There’s no doubt that Rangers have improved under Graeme Murty. The issue is that many of his most ardent supporters seem to assume that this improvement is entirely down to his managerial qualities, ignoring the fact that we underwent some serious squad surgery in January, almost all of it for the better.
Rangers have been playing their best football since the unpleasantness in recent months. However, we also have by far our best squad since 2012 in that period. On Sunday, injuries forced Murty to rely on the shoddy centre-back pairing of Fabio Cardoso and Bruno Alves, and the old ways returned. Neither player has been particularly good up here, and the blame certainly lies squarely on them - but it’s clear evidence that defensive improvements are down to Russell Martin and David Bates rather than any work on the training ground.
The extent to which players have improved under Murty or not is also difficult to determine. Josh Windass has certainly improved to a ridiculous degree moved into a central counter-attacking role, where his direct running from deep and finishing can be utilised at its best and his poor touch, decision making and erratic passing are minimised - all of which were exacerbated when Pedro Caixinha played him on the left.

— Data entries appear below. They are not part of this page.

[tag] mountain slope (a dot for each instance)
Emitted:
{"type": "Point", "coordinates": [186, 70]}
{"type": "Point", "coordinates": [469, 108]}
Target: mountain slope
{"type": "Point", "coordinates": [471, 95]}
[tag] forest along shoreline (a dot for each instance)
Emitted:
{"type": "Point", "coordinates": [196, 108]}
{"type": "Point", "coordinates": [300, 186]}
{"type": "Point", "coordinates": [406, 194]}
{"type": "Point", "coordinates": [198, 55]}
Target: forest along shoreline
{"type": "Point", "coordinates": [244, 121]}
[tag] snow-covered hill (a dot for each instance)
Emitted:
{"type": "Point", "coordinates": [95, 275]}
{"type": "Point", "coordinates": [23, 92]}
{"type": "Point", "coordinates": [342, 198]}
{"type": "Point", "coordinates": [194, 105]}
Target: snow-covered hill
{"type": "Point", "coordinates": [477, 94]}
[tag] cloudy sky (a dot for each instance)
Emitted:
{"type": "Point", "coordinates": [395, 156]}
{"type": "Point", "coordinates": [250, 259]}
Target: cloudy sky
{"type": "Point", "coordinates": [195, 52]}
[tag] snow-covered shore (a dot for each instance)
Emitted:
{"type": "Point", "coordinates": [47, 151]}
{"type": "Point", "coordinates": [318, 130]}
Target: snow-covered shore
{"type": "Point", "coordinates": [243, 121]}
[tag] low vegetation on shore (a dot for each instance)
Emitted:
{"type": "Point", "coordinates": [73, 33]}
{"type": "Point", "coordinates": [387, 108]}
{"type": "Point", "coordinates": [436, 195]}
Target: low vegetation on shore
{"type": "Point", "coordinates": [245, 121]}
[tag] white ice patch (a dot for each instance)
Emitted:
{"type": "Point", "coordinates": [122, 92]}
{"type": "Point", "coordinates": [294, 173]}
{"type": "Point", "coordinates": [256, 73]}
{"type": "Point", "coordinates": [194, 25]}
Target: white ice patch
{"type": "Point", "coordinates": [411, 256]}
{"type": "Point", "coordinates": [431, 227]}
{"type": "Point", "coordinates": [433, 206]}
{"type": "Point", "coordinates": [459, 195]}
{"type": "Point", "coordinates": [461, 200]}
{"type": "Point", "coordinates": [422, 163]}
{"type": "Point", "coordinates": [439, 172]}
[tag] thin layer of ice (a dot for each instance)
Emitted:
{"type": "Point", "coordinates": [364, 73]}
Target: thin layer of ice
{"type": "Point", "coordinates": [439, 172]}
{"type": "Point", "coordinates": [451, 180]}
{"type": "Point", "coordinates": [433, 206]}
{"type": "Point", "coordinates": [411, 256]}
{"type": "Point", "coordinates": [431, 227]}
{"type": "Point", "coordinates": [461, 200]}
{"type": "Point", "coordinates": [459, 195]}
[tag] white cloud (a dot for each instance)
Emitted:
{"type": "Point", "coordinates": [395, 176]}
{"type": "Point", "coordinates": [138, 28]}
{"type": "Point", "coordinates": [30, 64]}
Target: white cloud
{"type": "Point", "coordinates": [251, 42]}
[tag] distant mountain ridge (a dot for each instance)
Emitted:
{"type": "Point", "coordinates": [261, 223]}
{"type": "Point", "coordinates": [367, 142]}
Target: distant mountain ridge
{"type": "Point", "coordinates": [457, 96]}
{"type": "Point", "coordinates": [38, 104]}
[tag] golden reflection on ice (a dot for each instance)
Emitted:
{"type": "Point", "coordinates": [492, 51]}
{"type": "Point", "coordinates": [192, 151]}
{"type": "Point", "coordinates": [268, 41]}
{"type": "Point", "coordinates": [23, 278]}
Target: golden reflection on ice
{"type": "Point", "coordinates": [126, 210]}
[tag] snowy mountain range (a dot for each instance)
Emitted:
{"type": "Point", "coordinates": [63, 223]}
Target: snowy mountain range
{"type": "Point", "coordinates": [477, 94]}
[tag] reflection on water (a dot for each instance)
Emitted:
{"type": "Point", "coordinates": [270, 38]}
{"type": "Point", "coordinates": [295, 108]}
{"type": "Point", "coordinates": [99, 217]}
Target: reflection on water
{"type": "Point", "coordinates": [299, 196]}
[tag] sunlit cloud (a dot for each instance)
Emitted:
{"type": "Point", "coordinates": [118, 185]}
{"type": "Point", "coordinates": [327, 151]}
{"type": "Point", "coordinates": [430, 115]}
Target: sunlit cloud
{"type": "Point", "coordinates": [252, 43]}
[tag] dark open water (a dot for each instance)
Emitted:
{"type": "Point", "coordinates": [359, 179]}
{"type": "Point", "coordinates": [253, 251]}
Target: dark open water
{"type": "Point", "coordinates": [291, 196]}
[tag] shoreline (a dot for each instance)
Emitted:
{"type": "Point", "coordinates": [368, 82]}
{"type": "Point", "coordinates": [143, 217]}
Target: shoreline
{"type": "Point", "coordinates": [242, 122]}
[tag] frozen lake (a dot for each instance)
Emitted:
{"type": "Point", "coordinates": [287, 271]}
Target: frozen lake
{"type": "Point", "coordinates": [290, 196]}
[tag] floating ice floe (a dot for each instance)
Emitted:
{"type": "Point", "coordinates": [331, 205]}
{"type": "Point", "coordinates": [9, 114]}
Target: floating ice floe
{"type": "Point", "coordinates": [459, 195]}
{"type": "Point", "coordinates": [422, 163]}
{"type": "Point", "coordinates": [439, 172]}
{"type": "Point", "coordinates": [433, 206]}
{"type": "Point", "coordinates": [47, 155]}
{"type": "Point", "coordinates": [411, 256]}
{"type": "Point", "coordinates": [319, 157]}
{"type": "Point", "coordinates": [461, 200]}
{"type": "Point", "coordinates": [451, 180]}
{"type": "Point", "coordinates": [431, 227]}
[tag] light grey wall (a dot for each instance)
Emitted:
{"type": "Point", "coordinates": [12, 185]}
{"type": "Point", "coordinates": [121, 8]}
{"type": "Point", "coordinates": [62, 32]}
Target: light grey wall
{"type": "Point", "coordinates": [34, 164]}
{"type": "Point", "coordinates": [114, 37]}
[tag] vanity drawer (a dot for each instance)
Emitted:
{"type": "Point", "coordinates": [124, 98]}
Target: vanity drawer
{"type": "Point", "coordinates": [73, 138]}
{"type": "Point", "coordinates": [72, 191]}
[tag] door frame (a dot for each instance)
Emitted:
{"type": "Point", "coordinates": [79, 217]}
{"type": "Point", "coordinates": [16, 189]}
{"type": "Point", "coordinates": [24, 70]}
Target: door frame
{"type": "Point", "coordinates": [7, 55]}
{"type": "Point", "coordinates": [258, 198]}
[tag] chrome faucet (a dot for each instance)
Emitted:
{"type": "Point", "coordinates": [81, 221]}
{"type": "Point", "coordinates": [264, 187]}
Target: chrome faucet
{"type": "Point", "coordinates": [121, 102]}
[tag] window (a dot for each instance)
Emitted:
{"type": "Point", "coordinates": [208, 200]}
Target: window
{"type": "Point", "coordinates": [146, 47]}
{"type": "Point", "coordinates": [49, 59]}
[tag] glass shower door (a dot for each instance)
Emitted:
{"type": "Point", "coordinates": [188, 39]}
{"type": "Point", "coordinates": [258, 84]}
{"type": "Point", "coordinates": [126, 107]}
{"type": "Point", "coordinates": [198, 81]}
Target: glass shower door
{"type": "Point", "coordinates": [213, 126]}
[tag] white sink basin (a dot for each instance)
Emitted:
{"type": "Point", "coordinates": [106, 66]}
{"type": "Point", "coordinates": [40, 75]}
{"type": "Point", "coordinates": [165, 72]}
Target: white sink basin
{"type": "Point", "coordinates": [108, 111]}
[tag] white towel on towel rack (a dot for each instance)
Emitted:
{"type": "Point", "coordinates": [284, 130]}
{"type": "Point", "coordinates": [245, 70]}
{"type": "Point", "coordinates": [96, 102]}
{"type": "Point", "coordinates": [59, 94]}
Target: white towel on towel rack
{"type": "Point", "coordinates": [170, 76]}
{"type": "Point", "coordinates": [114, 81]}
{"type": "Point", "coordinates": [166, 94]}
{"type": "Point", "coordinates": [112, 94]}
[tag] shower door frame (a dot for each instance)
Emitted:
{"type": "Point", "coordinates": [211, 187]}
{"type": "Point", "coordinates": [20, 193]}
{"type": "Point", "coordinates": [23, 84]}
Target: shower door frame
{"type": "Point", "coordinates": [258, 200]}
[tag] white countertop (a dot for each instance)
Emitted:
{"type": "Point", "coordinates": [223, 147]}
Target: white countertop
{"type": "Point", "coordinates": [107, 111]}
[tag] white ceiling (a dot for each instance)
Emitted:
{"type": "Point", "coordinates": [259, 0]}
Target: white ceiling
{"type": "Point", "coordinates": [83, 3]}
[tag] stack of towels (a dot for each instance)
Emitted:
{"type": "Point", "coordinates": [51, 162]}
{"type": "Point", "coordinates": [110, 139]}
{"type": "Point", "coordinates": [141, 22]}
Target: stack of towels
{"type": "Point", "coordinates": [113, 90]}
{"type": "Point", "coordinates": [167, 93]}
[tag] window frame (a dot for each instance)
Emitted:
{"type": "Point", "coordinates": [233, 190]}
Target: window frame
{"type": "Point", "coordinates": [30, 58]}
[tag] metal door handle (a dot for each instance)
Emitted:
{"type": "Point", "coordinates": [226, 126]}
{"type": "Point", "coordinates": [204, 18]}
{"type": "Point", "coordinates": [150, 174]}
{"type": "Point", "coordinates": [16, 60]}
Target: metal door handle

Yet other star performers such as James Tavernier, Daniel Candeias and Alfredo Morelos were playing excellently under Caixinha too. Caixinha’s team wasn’t a complete trainwreck that embarrassed itself in every area - it was a team with huge, gaping flaws, and many of those have been addressed by January signings as well as Murty’s changes (such as changing Windass’ role and favouring David Bates in defence.)
As noted above, the deployment of Josh Windass in a different role has worked wonders. Playing without a defined defensive midfielder has also not been the disaster one might’ve thought, as Sean Goss and Greg Docherty have been excellent for the majority of their matches (really, Celtic was the only blip, and they were shielding a much dodgier defence there.)
The diamond formation was also a fairly efficient option earlier on in the season. Murty has still been unable to fit all of his most effective players into the same team, but this appears to be a consequence of our squad makeup than any weakness on Murty’s part. The problem is that such a squad demands rotation of formations and personnel - something that we haven’t yet seen enough of from Murty.
This is more Mark Allen’s department, but Murty will have a role in both agreeing on targets and also making it known what type of players he needs. The fact that we got through a hectic January and left without any obvious weaknesses is an excellent sign. While this isn’t the most important factor for a manager in a setup involving a Director of Football, it’s very hard to fault Murty at all here.
Here, we have a few problems. Murty hates to break up a winning team, which is fine, but unfortunately he seems to stick to that even when the team is playing poorly and the circumstances of the game have changed. True, in the defeat to Celtic, Murty had little to bring off the bench. But the situation had become favourable to prioritise players like Jason Cummings and not those such as Windass, who are pretty hopeless against deep, packed defences. So far, we’ve seen a worrying lack of flexibility and ideas and a reluctant to make big calls in big moments.
Not too much to complain about - Murty sometimes comes across as what he is, a man who has been overpromoted and didn’t expect to be in the role. However, allowing for that being the case, he’s made no significant blunders and has pretty much always done what’s expected of him. He could’ve been more forceful in defending the club at times, but he’s made no mistakes - which is quite hard to do at a club of this size.